AMD Rome Second Generation EPYC Review: 2x 64-core Benchmarkedby Johan De Gelas on August 7, 2019 7:00 PM EST
Memory Subsystem: Bandwidth
As we have reported before, measuring the full bandwidth potential with John McCalpin's Stream bandwidth benchmark has become a matter of extreme tuning, requiring a very deep understanding of the platform.
If we used our previous binaries, both the first and second generation EPYC could not get past 200-210 GB/s. It gave the impression of running into a "bandwidth wall", despite the fact that we now had 8-channel DDR4-3200. So we used the results that Intel and AMD best binaries produce using AVX-512 (Intel) and AVX-2 (AMD).
The results are expressed in gigabytes per second.
AMD can reach even higher numbers with the setting "number of nodes per socket" (NPS) set to 4. With 4 nodes per socket, AMD reports up to 353 GB/s.

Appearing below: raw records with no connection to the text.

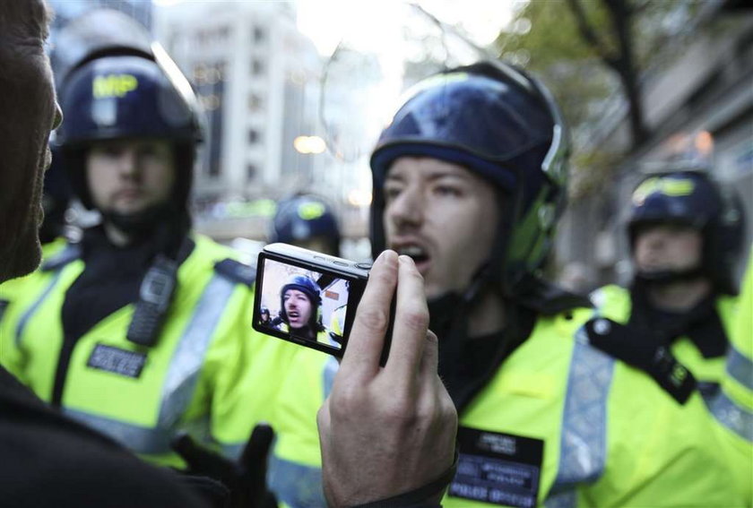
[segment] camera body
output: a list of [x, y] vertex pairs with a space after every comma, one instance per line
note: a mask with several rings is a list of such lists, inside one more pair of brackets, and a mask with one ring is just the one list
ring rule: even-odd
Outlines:
[[370, 268], [287, 244], [266, 245], [256, 265], [254, 329], [342, 357]]

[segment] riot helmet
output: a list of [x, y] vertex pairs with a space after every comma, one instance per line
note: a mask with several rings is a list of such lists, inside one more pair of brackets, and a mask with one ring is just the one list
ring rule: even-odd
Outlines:
[[292, 275], [280, 289], [280, 317], [283, 323], [290, 323], [288, 313], [285, 310], [285, 293], [289, 289], [300, 291], [311, 304], [311, 313], [308, 316], [307, 326], [316, 334], [324, 330], [322, 326], [322, 297], [319, 286], [306, 275]]
[[556, 104], [523, 71], [492, 62], [449, 69], [406, 95], [371, 156], [373, 254], [385, 248], [383, 186], [392, 163], [413, 156], [459, 164], [491, 183], [502, 207], [489, 260], [471, 286], [516, 297], [546, 262], [565, 205], [569, 144]]
[[707, 172], [673, 169], [645, 177], [631, 196], [628, 234], [631, 252], [642, 228], [679, 224], [703, 238], [701, 264], [687, 271], [644, 272], [636, 280], [671, 282], [704, 275], [720, 293], [737, 294], [734, 267], [742, 253], [744, 214], [740, 198], [723, 189]]
[[316, 239], [326, 247], [325, 254], [340, 255], [340, 228], [332, 207], [312, 194], [281, 200], [272, 220], [270, 241], [310, 247]]

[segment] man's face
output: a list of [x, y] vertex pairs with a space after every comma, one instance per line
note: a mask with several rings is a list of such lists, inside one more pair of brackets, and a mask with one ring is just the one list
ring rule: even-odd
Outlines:
[[494, 186], [457, 164], [401, 157], [384, 194], [387, 247], [415, 260], [427, 297], [462, 293], [491, 253], [498, 221]]
[[688, 226], [644, 226], [636, 235], [636, 265], [649, 273], [692, 270], [701, 263], [702, 247], [701, 233]]
[[306, 293], [298, 289], [288, 289], [282, 295], [282, 304], [285, 306], [285, 314], [288, 314], [290, 328], [303, 328], [308, 324], [312, 306]]
[[42, 0], [0, 3], [0, 281], [39, 263], [49, 133], [62, 120], [44, 51]]
[[104, 211], [139, 213], [167, 202], [175, 185], [173, 151], [165, 141], [94, 143], [86, 168], [91, 200]]

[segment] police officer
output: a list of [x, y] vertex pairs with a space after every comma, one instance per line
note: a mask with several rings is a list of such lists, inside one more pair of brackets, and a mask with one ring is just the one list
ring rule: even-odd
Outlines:
[[636, 349], [666, 346], [705, 392], [723, 372], [742, 217], [738, 201], [705, 172], [675, 168], [645, 177], [627, 224], [633, 281], [593, 295], [599, 313], [625, 325]]
[[298, 194], [277, 203], [269, 240], [340, 256], [337, 218], [325, 200], [313, 194]]
[[[480, 63], [408, 96], [371, 157], [371, 240], [375, 255], [394, 249], [423, 275], [460, 418], [445, 505], [742, 504], [698, 392], [676, 400], [594, 347], [606, 323], [539, 276], [569, 152], [549, 92]], [[305, 360], [281, 392], [270, 465], [290, 506], [324, 505], [313, 414], [337, 367]]]
[[191, 231], [195, 97], [153, 47], [100, 48], [63, 82], [61, 157], [102, 220], [13, 301], [4, 363], [66, 415], [180, 466], [182, 433], [239, 452], [295, 348], [250, 334], [253, 270]]

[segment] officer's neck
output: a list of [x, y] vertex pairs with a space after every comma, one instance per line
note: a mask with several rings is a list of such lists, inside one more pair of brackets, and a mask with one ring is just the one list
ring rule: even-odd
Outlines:
[[711, 282], [705, 277], [662, 284], [650, 284], [648, 300], [654, 307], [670, 312], [689, 311], [711, 294]]
[[473, 304], [468, 315], [468, 337], [488, 337], [505, 328], [505, 303], [493, 291], [487, 291]]

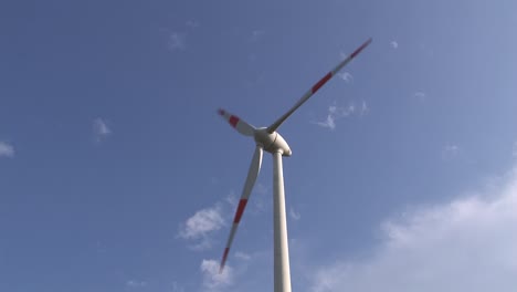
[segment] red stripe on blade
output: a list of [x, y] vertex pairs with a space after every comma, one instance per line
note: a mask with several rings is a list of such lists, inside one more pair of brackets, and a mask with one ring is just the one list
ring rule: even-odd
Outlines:
[[242, 213], [244, 212], [244, 208], [246, 208], [247, 199], [241, 199], [239, 201], [238, 211], [235, 212], [235, 218], [233, 219], [234, 223], [239, 223], [241, 221]]
[[333, 77], [333, 72], [328, 72], [318, 83], [314, 84], [312, 92], [317, 92], [330, 77]]
[[232, 125], [233, 127], [236, 127], [236, 123], [239, 123], [239, 117], [236, 116], [230, 116], [230, 121], [229, 121], [230, 125]]
[[224, 268], [224, 263], [226, 262], [229, 251], [230, 251], [230, 248], [224, 249], [223, 259], [221, 261], [221, 267], [219, 267], [219, 272], [222, 272], [222, 269]]

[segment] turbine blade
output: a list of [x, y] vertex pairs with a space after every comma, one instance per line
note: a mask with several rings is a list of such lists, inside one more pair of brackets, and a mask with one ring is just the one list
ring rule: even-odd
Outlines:
[[235, 211], [235, 217], [233, 218], [232, 229], [230, 230], [230, 236], [228, 237], [226, 247], [224, 248], [223, 257], [221, 260], [221, 265], [219, 267], [220, 273], [223, 271], [224, 264], [226, 263], [228, 253], [230, 252], [230, 248], [232, 247], [232, 242], [233, 242], [233, 237], [235, 237], [239, 222], [241, 221], [241, 217], [244, 213], [244, 209], [246, 208], [247, 198], [250, 198], [251, 191], [253, 189], [253, 185], [255, 185], [256, 177], [258, 176], [258, 171], [261, 170], [262, 153], [263, 153], [262, 146], [256, 145], [255, 153], [253, 154], [253, 159], [250, 165], [250, 170], [247, 171], [246, 182], [244, 184], [241, 199], [239, 200], [239, 206]]
[[232, 115], [222, 108], [219, 108], [218, 114], [226, 119], [226, 122], [242, 135], [253, 136], [255, 133], [255, 127], [242, 121], [239, 116]]
[[325, 76], [323, 76], [316, 84], [310, 87], [303, 96], [299, 98], [299, 101], [289, 109], [287, 113], [285, 113], [283, 116], [281, 116], [278, 119], [275, 121], [271, 126], [267, 127], [267, 133], [273, 133], [275, 132], [282, 123], [284, 123], [287, 117], [289, 117], [298, 107], [300, 107], [313, 94], [315, 94], [319, 88], [321, 88], [327, 81], [329, 81], [334, 75], [336, 75], [339, 70], [341, 70], [348, 62], [350, 62], [356, 55], [358, 55], [365, 48], [367, 48], [371, 43], [371, 39], [368, 39], [365, 43], [361, 44], [354, 53], [351, 53], [349, 56], [347, 56], [345, 60], [342, 60], [336, 67], [334, 67], [333, 71], [328, 72]]

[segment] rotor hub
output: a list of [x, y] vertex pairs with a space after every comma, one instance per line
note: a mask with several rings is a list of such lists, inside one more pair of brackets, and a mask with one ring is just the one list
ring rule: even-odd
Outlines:
[[293, 152], [285, 139], [275, 131], [267, 133], [267, 128], [257, 128], [254, 133], [256, 144], [262, 145], [265, 152], [282, 153], [282, 156], [291, 156]]

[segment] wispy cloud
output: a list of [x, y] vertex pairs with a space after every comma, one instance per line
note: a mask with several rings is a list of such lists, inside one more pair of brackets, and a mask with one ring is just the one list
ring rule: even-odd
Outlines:
[[178, 32], [171, 32], [168, 41], [169, 50], [182, 51], [186, 49], [186, 35]]
[[203, 274], [204, 291], [221, 291], [233, 283], [233, 268], [225, 265], [222, 273], [219, 273], [219, 262], [217, 260], [203, 260], [200, 267]]
[[242, 251], [235, 252], [234, 257], [235, 257], [236, 259], [242, 260], [242, 261], [249, 261], [249, 260], [251, 260], [251, 255], [247, 254], [247, 253], [245, 253], [245, 252], [242, 252]]
[[517, 171], [499, 181], [386, 220], [383, 239], [368, 259], [319, 268], [312, 291], [514, 291]]
[[178, 237], [193, 242], [190, 248], [194, 250], [205, 250], [212, 247], [210, 234], [220, 230], [224, 226], [221, 215], [221, 207], [215, 205], [197, 211], [192, 217], [182, 223], [178, 231]]
[[93, 134], [96, 142], [102, 142], [112, 135], [112, 129], [108, 127], [108, 122], [97, 117], [93, 121]]
[[291, 219], [295, 221], [298, 221], [299, 219], [302, 219], [302, 215], [297, 212], [293, 207], [289, 208], [289, 217]]
[[7, 142], [0, 140], [0, 158], [1, 157], [14, 157], [14, 147], [11, 144], [8, 144]]
[[399, 43], [394, 40], [390, 42], [390, 45], [393, 50], [397, 50], [399, 48]]
[[349, 116], [356, 112], [356, 105], [350, 103], [346, 107], [340, 107], [337, 105], [330, 105], [328, 107], [327, 117], [321, 122], [315, 122], [314, 124], [321, 126], [324, 128], [335, 129], [336, 121], [346, 116]]

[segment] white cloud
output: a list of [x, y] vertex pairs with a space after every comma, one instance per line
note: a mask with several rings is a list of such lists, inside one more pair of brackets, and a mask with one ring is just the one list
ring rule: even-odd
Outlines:
[[212, 247], [210, 234], [224, 226], [221, 208], [214, 206], [197, 211], [180, 226], [178, 237], [194, 242], [190, 248], [204, 250]]
[[146, 286], [146, 285], [147, 285], [146, 281], [128, 280], [126, 282], [127, 288], [143, 288], [143, 286]]
[[184, 35], [178, 32], [170, 33], [168, 45], [171, 51], [184, 50], [186, 49]]
[[349, 116], [354, 114], [355, 112], [356, 112], [356, 106], [354, 105], [354, 103], [350, 103], [347, 107], [339, 107], [336, 105], [330, 105], [328, 107], [327, 118], [321, 122], [315, 122], [314, 124], [325, 127], [325, 128], [335, 129], [336, 119]]
[[517, 171], [503, 180], [384, 221], [370, 258], [319, 268], [312, 291], [515, 291]]
[[393, 48], [393, 50], [397, 50], [397, 48], [399, 48], [399, 43], [397, 41], [391, 41], [390, 45], [391, 48]]
[[293, 207], [289, 208], [289, 217], [297, 221], [302, 218], [302, 215], [299, 212], [297, 212]]
[[220, 291], [233, 283], [233, 269], [228, 264], [222, 273], [220, 273], [218, 261], [203, 260], [200, 269], [203, 274], [203, 288], [205, 291]]
[[112, 129], [108, 127], [108, 122], [97, 117], [93, 122], [93, 133], [96, 142], [101, 142], [112, 135]]
[[235, 257], [236, 259], [240, 259], [240, 260], [243, 260], [243, 261], [249, 261], [249, 260], [251, 260], [251, 255], [247, 254], [247, 253], [245, 253], [245, 252], [242, 252], [242, 251], [235, 252], [234, 257]]
[[7, 142], [0, 140], [0, 157], [14, 157], [14, 147]]
[[341, 73], [338, 73], [337, 74], [342, 81], [345, 81], [346, 83], [350, 83], [354, 81], [354, 76], [352, 74], [348, 73], [348, 72], [341, 72]]

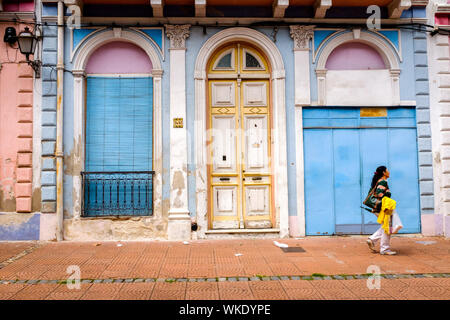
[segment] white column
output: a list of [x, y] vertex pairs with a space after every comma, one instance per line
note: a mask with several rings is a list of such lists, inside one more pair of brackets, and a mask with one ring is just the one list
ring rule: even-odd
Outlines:
[[162, 74], [163, 70], [153, 69], [153, 115], [154, 115], [154, 129], [153, 129], [153, 143], [155, 154], [155, 175], [153, 177], [154, 188], [154, 203], [153, 212], [154, 217], [160, 219], [162, 217], [162, 105], [161, 105], [161, 88], [162, 88]]
[[[170, 209], [169, 240], [191, 235], [187, 189], [186, 38], [190, 25], [165, 25], [170, 39]], [[175, 119], [182, 127], [175, 128]]]
[[297, 162], [297, 219], [290, 228], [291, 236], [305, 236], [305, 197], [303, 166], [303, 106], [311, 105], [311, 76], [309, 40], [314, 36], [314, 26], [291, 26], [294, 40], [295, 72], [295, 148]]
[[291, 26], [294, 39], [295, 105], [311, 104], [311, 80], [309, 69], [309, 40], [314, 26]]
[[74, 147], [77, 149], [74, 154], [78, 155], [73, 157], [72, 168], [73, 169], [73, 193], [76, 195], [73, 197], [73, 215], [76, 219], [81, 217], [81, 206], [82, 206], [82, 183], [80, 172], [84, 171], [85, 164], [85, 113], [84, 113], [84, 101], [85, 101], [85, 77], [86, 73], [84, 70], [72, 70], [73, 74], [73, 139]]

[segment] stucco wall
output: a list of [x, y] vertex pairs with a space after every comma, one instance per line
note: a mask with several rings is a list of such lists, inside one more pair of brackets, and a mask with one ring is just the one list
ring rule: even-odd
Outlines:
[[[20, 33], [25, 25], [1, 23]], [[30, 26], [31, 27], [31, 26]], [[33, 57], [31, 57], [33, 59]], [[33, 70], [0, 42], [0, 240], [39, 238], [39, 190], [33, 189]], [[14, 230], [14, 232], [12, 232]]]

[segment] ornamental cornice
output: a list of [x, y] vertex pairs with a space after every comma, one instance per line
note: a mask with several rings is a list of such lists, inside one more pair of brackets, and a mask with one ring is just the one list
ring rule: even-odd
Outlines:
[[309, 49], [309, 39], [314, 36], [315, 26], [290, 26], [291, 38], [294, 39], [294, 50]]
[[190, 24], [165, 24], [166, 35], [170, 39], [170, 49], [185, 49], [189, 37]]

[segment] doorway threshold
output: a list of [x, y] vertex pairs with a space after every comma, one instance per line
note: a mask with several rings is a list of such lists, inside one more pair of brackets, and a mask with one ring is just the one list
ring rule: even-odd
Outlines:
[[205, 234], [224, 234], [224, 233], [280, 233], [280, 229], [216, 229], [207, 230]]

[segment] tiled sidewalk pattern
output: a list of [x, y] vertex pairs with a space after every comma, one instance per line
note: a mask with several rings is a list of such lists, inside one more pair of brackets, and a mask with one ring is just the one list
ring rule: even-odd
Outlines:
[[[366, 279], [283, 280], [283, 276], [364, 274], [377, 265], [383, 274], [449, 273], [450, 241], [440, 238], [392, 239], [398, 256], [369, 252], [365, 238], [334, 237], [278, 240], [301, 246], [284, 253], [273, 240], [181, 242], [47, 243], [0, 269], [2, 280], [67, 279], [78, 265], [82, 279], [112, 283], [0, 284], [0, 299], [449, 299], [449, 278], [382, 279], [368, 290]], [[418, 241], [422, 243], [418, 243]], [[0, 243], [0, 249], [3, 244]], [[240, 277], [282, 280], [239, 281]], [[217, 281], [235, 277], [236, 281]], [[185, 278], [180, 282], [114, 283], [114, 279]], [[191, 282], [190, 279], [205, 279]], [[345, 278], [345, 275], [344, 275]], [[208, 281], [211, 279], [212, 281]], [[234, 280], [234, 279], [233, 279]], [[214, 282], [213, 282], [214, 281]], [[95, 281], [94, 281], [95, 282]]]
[[0, 285], [1, 300], [450, 300], [450, 278]]

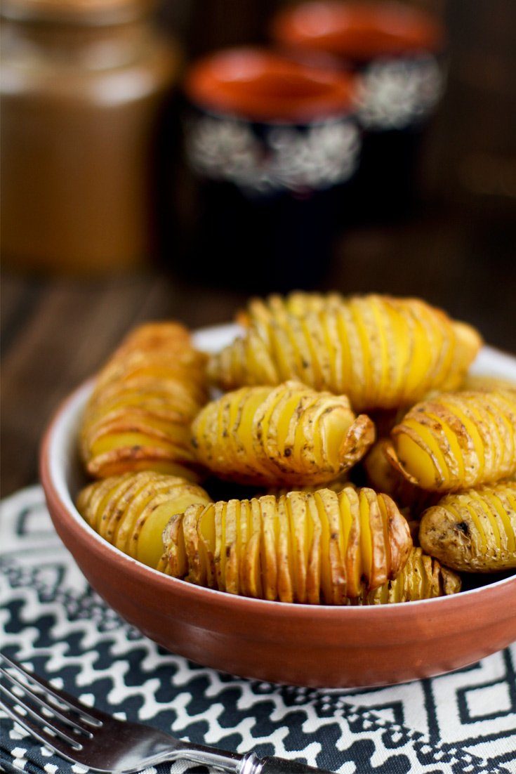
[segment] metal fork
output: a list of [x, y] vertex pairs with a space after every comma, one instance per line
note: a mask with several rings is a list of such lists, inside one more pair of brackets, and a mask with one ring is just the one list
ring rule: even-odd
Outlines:
[[241, 755], [176, 739], [141, 723], [128, 723], [86, 707], [46, 680], [2, 655], [0, 706], [46, 747], [96, 772], [131, 774], [184, 759], [234, 774], [309, 774], [322, 769], [282, 758]]

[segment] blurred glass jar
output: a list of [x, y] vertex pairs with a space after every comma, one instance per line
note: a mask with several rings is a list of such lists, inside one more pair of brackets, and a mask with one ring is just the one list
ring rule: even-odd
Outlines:
[[5, 263], [94, 274], [152, 252], [159, 122], [180, 56], [151, 0], [3, 0]]
[[396, 2], [313, 0], [272, 24], [276, 43], [338, 56], [361, 75], [364, 128], [351, 201], [359, 219], [402, 214], [417, 192], [422, 139], [444, 88], [444, 31], [421, 9]]
[[186, 74], [194, 213], [186, 268], [255, 292], [313, 287], [330, 262], [335, 194], [358, 164], [356, 78], [265, 49]]

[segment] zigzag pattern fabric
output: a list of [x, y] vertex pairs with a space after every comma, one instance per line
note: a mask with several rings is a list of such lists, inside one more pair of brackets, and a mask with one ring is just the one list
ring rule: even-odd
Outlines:
[[[168, 653], [121, 621], [63, 546], [39, 487], [4, 501], [0, 544], [5, 652], [85, 704], [195, 741], [346, 774], [516, 774], [516, 646], [388, 688], [246, 680]], [[84, 774], [1, 720], [0, 770]], [[176, 763], [145, 774], [207, 771]]]

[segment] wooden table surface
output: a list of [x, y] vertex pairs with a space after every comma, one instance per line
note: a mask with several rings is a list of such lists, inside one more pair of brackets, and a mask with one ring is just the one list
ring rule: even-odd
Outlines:
[[[423, 296], [516, 353], [516, 226], [491, 214], [425, 207], [398, 225], [343, 235], [327, 288]], [[60, 402], [133, 325], [171, 317], [195, 328], [227, 321], [237, 292], [169, 274], [85, 281], [4, 275], [2, 492], [38, 478], [38, 446]]]
[[[439, 15], [448, 86], [425, 154], [426, 204], [398, 224], [343, 235], [325, 286], [422, 296], [516, 352], [516, 4], [415, 0]], [[187, 53], [266, 39], [284, 0], [163, 2]], [[247, 270], [251, 270], [247, 267]], [[170, 274], [84, 281], [4, 273], [2, 493], [37, 480], [38, 444], [61, 399], [145, 319], [193, 327], [231, 318], [243, 294]]]

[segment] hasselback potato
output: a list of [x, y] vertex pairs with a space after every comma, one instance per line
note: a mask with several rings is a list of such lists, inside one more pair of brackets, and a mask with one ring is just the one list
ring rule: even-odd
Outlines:
[[347, 487], [338, 495], [193, 505], [163, 533], [160, 569], [231, 594], [346, 604], [395, 577], [412, 539], [389, 497]]
[[78, 495], [77, 510], [112, 545], [155, 568], [170, 518], [193, 503], [210, 502], [203, 489], [184, 478], [142, 471], [85, 487]]
[[383, 491], [398, 505], [409, 509], [417, 515], [439, 497], [435, 492], [425, 491], [411, 484], [402, 473], [395, 468], [387, 457], [391, 446], [389, 438], [380, 438], [373, 444], [363, 461], [367, 484], [375, 491]]
[[409, 406], [456, 389], [480, 348], [474, 329], [418, 299], [292, 293], [252, 301], [247, 326], [209, 364], [224, 389], [297, 378], [347, 395], [356, 411]]
[[203, 465], [222, 478], [269, 486], [331, 481], [374, 440], [373, 423], [356, 416], [345, 396], [298, 382], [227, 392], [192, 426]]
[[407, 563], [393, 580], [359, 598], [359, 604], [391, 604], [457, 594], [460, 577], [420, 548], [413, 548]]
[[91, 475], [155, 470], [196, 480], [190, 425], [207, 399], [206, 356], [176, 323], [131, 333], [97, 377], [80, 450]]
[[449, 491], [516, 471], [516, 392], [455, 392], [419, 403], [391, 431], [388, 456], [412, 484]]
[[453, 570], [516, 567], [516, 482], [447, 495], [423, 514], [419, 540]]

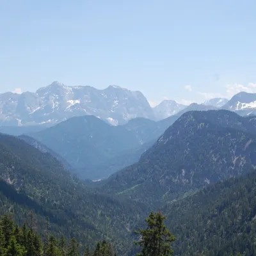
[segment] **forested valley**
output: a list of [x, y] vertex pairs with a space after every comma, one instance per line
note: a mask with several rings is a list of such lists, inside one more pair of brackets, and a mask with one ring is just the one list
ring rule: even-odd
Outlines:
[[42, 144], [0, 134], [1, 255], [255, 255], [255, 127], [227, 111], [185, 113], [94, 186]]

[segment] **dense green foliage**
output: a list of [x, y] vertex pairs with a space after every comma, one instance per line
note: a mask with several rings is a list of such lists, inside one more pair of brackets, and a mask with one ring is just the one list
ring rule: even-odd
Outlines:
[[[33, 213], [32, 213], [33, 214]], [[81, 250], [81, 244], [73, 237], [68, 243], [62, 236], [59, 240], [46, 230], [43, 239], [24, 223], [20, 228], [15, 226], [10, 215], [0, 217], [1, 256], [114, 256], [111, 244], [104, 240], [92, 251], [87, 246]]]
[[[0, 215], [14, 212], [18, 223], [3, 218], [0, 255], [134, 256], [133, 240], [143, 255], [159, 236], [170, 245], [168, 229], [173, 255], [256, 255], [256, 172], [246, 174], [256, 166], [255, 124], [226, 111], [184, 114], [138, 164], [94, 189], [47, 150], [0, 134]], [[152, 214], [140, 240], [132, 230], [143, 227], [145, 204], [166, 215], [168, 229]]]
[[141, 248], [138, 256], [172, 256], [173, 251], [170, 243], [175, 241], [174, 236], [164, 226], [165, 217], [158, 211], [151, 212], [146, 220], [147, 228], [139, 228], [135, 233], [140, 235], [140, 239], [135, 242]]
[[186, 113], [102, 189], [153, 206], [240, 175], [256, 165], [255, 131], [254, 121], [228, 111]]
[[256, 255], [256, 170], [219, 182], [163, 209], [175, 255]]
[[21, 224], [31, 209], [39, 227], [49, 217], [57, 237], [92, 244], [106, 237], [120, 252], [130, 246], [141, 206], [89, 189], [49, 154], [12, 136], [0, 135], [0, 214], [15, 212]]

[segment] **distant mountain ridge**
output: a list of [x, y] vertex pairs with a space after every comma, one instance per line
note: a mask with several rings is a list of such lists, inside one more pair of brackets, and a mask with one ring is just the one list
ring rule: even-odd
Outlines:
[[104, 189], [154, 204], [240, 175], [255, 159], [255, 117], [225, 110], [189, 111], [138, 163], [111, 176]]
[[215, 108], [221, 108], [228, 102], [227, 99], [225, 98], [214, 98], [206, 100], [202, 103], [205, 106], [212, 106]]
[[159, 120], [176, 115], [186, 107], [187, 106], [180, 104], [175, 100], [164, 100], [154, 107], [153, 111], [156, 118]]
[[[54, 81], [35, 93], [17, 94], [9, 92], [0, 94], [0, 127], [51, 126], [83, 115], [94, 115], [118, 125], [136, 118], [159, 121], [176, 115], [180, 116], [190, 110], [216, 108], [236, 111], [240, 115], [254, 115], [255, 95], [241, 92], [229, 101], [216, 98], [188, 106], [164, 100], [151, 108], [143, 94], [138, 91], [131, 92], [113, 85], [103, 90], [90, 86], [68, 86]], [[13, 134], [20, 133], [13, 131]]]
[[35, 93], [0, 95], [1, 125], [54, 124], [70, 117], [94, 115], [113, 125], [142, 116], [154, 119], [153, 111], [140, 92], [116, 86], [104, 90], [67, 86], [59, 82]]

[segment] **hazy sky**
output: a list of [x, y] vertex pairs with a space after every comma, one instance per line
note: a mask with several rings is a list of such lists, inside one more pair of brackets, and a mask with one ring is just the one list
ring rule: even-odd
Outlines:
[[254, 0], [0, 0], [0, 92], [58, 81], [151, 102], [256, 92]]

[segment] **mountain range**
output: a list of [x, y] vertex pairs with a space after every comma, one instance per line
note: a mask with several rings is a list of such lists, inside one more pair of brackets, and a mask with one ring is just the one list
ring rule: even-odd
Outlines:
[[[161, 210], [177, 238], [175, 255], [252, 255], [255, 130], [254, 116], [220, 109], [158, 122], [137, 118], [117, 126], [77, 116], [31, 136], [1, 134], [0, 215], [15, 212], [21, 223], [32, 210], [41, 234], [49, 217], [58, 237], [92, 244], [106, 239], [118, 255], [133, 256], [132, 230], [143, 227], [150, 211]], [[46, 144], [60, 144], [58, 152]], [[95, 188], [67, 170], [77, 157], [86, 159], [81, 166], [93, 157], [96, 172], [98, 155], [108, 164], [137, 151], [137, 163]]]
[[111, 175], [104, 191], [149, 204], [172, 201], [248, 172], [255, 159], [254, 116], [225, 110], [189, 111], [138, 163]]
[[[256, 94], [242, 92], [229, 101], [222, 98], [205, 101], [198, 106], [197, 110], [205, 110], [205, 106], [207, 106], [234, 111], [241, 115], [253, 115], [256, 111], [255, 102]], [[181, 115], [191, 109], [191, 106], [172, 100], [164, 100], [151, 108], [141, 92], [117, 86], [97, 90], [90, 86], [68, 86], [55, 81], [35, 93], [0, 94], [0, 127], [49, 127], [83, 115], [93, 115], [117, 125], [139, 117], [158, 121]], [[13, 134], [19, 133], [17, 130], [11, 130]]]
[[159, 122], [137, 118], [113, 126], [94, 116], [76, 116], [19, 138], [56, 152], [81, 178], [99, 180], [138, 161], [177, 118]]

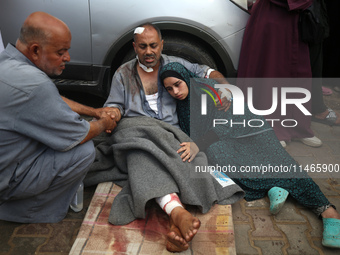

NPS4 will cause the CCX to only access the memory controllers with the lowest latency at the central IO Hub chip.
Those numbers only matter to a small niche of carefully AVX(-256/512) optimized HPC applications. AMD claims a 45% advantage compared to the best (28-core) Intel SKUs. We have every reason to believe them but it is only relevant to a niche.
For the rest of the enterprise world (probably 95+%), memory latency has much larger impact than peak bandwidth.